“The more things change, the more they stay the same…”
This French aphorism dates from 1849, and if you’re anything like me, the original “plus ça change, plus c’est la même chose” does sound rather more elegant. Coming up on 200 years later, it is just as true today.
Whether it’s the politics of the post globalisation world, (which look a LOT like the politics of the pre-globalisation world, but with added Facebook), or the increase in disaffection towards and fear of immigration within marginalised communities, or the economics of tariffs and potentially higher inflation and interest rates – we’ve been here before, and worryingly, it hasn’t always ended well.
In many ways the world we now inhabit is much more similar to most of the last 5,000 years of recorded history, rather than the benign post war settlement, or the period after the collapse of the Soviet Union, where everyone mostly just got along, and policy makers perhaps became a bit blasé that politics had got easy, and optimism had won the day.
Depending on your politics, you may look around the world today, and judge that it’s all a backlash against, and the fault of those damn woke liberals (full disclosure, I’m probably a bit of a woke liberal by most measures), or perhaps the Heritage Foundation in the USA has been planning the return of feudal capitalism for 50 years, or maybe it’s all Russian social media bots influencing our elections.
Or perhaps, and this is the theory I’ve settled on, people are just people, have always been people, and have a tendency to behave like people. Which is to say, are mostly perfectly pleasant in person, but definitely prefer to look after those closest to themselves first. An understandable motive.
That is of course a generalisation, and I don’t mean to stereotype – but when you’re looking at entire populations, stereotypes are almost unavoidable.
The recent US tariffs are a great example, global in application, and President Trump excluded hardly anyone – he even caught an uninhabited Southern Oceanic island, which was a rare moment of humour in a tough week economically. However, very quickly the trade conflict settled into ‘USA vs China…. and the rest of the world’, with China suffering (and reactively applying) tariffs that were in effect an embargo on all but the most essential trade. Presented as an example of a world leader standing up for their country.
Regardless of whether you’re a Trump fan or worry about his presence in the White House – the flurry of deals announced since has been impressive. Whether they contain anything better for the USA than were present before ‘Liberation Day’ is a discussion for another day.

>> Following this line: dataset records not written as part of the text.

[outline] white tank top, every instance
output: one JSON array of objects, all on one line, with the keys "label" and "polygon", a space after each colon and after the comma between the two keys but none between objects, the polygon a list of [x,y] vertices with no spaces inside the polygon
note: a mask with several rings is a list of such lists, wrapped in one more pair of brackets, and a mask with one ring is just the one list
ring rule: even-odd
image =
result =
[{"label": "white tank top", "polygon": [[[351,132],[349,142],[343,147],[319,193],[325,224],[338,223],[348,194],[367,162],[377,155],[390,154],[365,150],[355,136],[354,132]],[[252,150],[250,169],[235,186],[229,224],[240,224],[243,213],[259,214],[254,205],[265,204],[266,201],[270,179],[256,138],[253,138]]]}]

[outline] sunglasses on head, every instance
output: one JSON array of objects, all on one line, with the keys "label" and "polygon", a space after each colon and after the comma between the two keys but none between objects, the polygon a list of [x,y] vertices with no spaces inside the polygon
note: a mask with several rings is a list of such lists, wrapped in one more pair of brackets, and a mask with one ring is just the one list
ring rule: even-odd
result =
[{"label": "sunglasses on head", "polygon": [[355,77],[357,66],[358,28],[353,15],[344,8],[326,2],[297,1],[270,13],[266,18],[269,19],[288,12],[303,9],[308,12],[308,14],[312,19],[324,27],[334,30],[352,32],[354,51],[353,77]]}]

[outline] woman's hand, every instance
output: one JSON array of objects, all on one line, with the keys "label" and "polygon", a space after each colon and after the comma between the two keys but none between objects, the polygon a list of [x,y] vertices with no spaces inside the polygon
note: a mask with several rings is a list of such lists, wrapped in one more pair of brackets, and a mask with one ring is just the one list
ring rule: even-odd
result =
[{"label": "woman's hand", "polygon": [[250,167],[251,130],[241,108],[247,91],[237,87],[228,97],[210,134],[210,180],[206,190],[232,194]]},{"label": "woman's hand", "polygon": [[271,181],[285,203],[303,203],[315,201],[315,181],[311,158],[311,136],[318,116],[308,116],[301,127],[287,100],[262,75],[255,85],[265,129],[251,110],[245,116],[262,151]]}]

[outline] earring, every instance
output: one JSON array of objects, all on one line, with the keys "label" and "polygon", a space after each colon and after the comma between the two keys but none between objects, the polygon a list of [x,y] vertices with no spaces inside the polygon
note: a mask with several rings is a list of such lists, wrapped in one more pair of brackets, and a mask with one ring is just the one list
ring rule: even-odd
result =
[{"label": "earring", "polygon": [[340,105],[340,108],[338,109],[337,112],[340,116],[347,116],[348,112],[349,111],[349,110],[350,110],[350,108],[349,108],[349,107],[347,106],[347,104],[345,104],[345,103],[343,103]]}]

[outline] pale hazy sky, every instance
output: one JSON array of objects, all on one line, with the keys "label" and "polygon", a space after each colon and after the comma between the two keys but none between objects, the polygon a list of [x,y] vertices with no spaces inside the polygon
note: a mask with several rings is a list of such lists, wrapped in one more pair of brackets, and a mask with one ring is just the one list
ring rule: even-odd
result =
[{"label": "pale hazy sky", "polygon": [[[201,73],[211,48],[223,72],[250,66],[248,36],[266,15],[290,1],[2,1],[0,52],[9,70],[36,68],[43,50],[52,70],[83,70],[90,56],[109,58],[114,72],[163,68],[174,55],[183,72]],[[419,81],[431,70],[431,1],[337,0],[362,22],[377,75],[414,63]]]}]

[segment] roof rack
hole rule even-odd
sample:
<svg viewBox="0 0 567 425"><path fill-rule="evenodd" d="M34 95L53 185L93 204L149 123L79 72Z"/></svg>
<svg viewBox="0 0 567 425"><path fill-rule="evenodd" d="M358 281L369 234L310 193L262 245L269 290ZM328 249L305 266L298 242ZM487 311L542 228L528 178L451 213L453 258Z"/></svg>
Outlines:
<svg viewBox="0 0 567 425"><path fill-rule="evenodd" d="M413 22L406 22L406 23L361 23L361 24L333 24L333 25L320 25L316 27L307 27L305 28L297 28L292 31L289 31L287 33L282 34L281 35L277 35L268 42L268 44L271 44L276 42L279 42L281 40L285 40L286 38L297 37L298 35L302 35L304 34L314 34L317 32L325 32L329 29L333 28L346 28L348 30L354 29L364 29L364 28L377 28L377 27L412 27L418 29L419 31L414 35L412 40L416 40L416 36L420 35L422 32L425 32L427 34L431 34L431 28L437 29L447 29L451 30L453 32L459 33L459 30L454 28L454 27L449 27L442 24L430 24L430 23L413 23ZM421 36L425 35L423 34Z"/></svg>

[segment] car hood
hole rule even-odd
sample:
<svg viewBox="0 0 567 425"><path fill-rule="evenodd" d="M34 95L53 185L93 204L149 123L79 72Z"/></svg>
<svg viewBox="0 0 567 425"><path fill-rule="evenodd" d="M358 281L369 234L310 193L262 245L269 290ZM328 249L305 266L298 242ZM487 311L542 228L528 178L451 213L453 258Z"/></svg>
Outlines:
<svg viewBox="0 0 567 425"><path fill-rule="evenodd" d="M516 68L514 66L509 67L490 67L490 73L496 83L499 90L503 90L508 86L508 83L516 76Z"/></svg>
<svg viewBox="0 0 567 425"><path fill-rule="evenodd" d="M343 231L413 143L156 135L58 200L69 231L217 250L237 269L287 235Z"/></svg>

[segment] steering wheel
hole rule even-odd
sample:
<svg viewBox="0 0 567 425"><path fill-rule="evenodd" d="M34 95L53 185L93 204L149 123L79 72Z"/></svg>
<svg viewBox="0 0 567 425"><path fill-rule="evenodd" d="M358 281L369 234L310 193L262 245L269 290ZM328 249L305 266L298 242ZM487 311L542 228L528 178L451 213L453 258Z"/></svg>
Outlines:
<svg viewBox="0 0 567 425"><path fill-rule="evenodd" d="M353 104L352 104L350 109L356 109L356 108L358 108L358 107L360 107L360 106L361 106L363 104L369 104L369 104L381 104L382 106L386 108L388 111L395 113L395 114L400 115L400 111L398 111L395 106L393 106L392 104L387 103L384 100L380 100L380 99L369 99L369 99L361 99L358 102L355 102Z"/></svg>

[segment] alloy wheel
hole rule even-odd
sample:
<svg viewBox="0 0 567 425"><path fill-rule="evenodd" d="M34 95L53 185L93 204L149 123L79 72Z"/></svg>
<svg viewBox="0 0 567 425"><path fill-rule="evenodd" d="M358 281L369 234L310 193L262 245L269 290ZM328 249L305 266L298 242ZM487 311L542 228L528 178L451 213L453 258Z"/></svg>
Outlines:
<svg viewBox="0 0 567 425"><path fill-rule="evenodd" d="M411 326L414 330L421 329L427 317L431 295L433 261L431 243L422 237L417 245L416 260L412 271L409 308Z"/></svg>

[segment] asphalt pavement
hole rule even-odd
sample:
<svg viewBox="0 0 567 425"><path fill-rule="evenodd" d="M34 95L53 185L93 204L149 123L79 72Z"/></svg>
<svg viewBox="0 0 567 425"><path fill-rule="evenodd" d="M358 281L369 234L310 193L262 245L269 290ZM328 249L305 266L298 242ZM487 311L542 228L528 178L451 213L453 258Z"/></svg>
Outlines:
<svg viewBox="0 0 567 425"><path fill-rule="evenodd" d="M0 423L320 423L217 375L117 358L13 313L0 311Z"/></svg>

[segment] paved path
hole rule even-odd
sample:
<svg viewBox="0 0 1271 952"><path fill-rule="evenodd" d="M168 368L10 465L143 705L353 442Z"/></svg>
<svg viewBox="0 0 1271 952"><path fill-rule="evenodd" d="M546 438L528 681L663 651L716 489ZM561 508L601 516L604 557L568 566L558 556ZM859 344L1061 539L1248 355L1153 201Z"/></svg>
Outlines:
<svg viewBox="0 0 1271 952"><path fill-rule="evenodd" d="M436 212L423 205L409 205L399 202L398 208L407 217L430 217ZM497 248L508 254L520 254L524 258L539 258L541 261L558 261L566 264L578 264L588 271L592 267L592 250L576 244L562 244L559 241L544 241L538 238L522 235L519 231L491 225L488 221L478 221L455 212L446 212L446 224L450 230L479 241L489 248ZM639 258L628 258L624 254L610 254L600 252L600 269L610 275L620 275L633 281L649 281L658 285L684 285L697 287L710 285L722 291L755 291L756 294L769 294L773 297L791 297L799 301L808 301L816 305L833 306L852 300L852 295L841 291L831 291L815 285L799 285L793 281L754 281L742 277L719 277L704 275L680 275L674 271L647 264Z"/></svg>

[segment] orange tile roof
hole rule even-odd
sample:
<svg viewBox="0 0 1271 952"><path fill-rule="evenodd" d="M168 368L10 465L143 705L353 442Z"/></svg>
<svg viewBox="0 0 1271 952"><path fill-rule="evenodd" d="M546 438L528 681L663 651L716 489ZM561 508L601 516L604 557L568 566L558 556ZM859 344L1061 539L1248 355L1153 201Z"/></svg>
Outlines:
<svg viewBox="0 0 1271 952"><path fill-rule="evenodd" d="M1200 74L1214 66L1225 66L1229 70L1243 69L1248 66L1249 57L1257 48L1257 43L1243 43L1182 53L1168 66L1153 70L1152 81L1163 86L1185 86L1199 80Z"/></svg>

But trade wars are nothing new – indeed Wikipedia has them going back to 894 CE – albeit one thing that has changed over that time is the general shift towards these wars being wars of words, and taxes, rather than guns and invasion – a change I think we can all agree is for the better.
At Walden Capital we have an adage, which is: ‘If someone tells you it’s different this time, don’t listen, run the other way. It’s never different’.
We run portfolios on the basis that over time, humans will generate productivity gains from their commercial activities, and that within the framework of capital markets, those endeavours will create value that will be reflected in the increase in price and value of the holdings in your portfolio.
It has been very successful, over the long term, but it has to be admitted, not in a straight line – another quote for you, and this time one from our regulator: “Values may fall as well as rise, and you may get back less than you originally invested”.
Over the ‘long term’ you will make money from a sufficiently diversified portfolio of risk assets, but ‘long term’ might be very long indeed. Not everyone has the patience or the stomach for full equity risk, so we build portfolios to target a level of risk which is aligned with your capability to remain invested when the news is bad, because it’s all very well saying ‘things will be better in the future’, but that only matters if you don’t sell everything because the news is so bad.
In investment, as in society or politics, “what goes around, comes around”, never identical, but always the same, so as it turns out I’m doing just that in this article, finishing as I started, with a quote that says the same thing.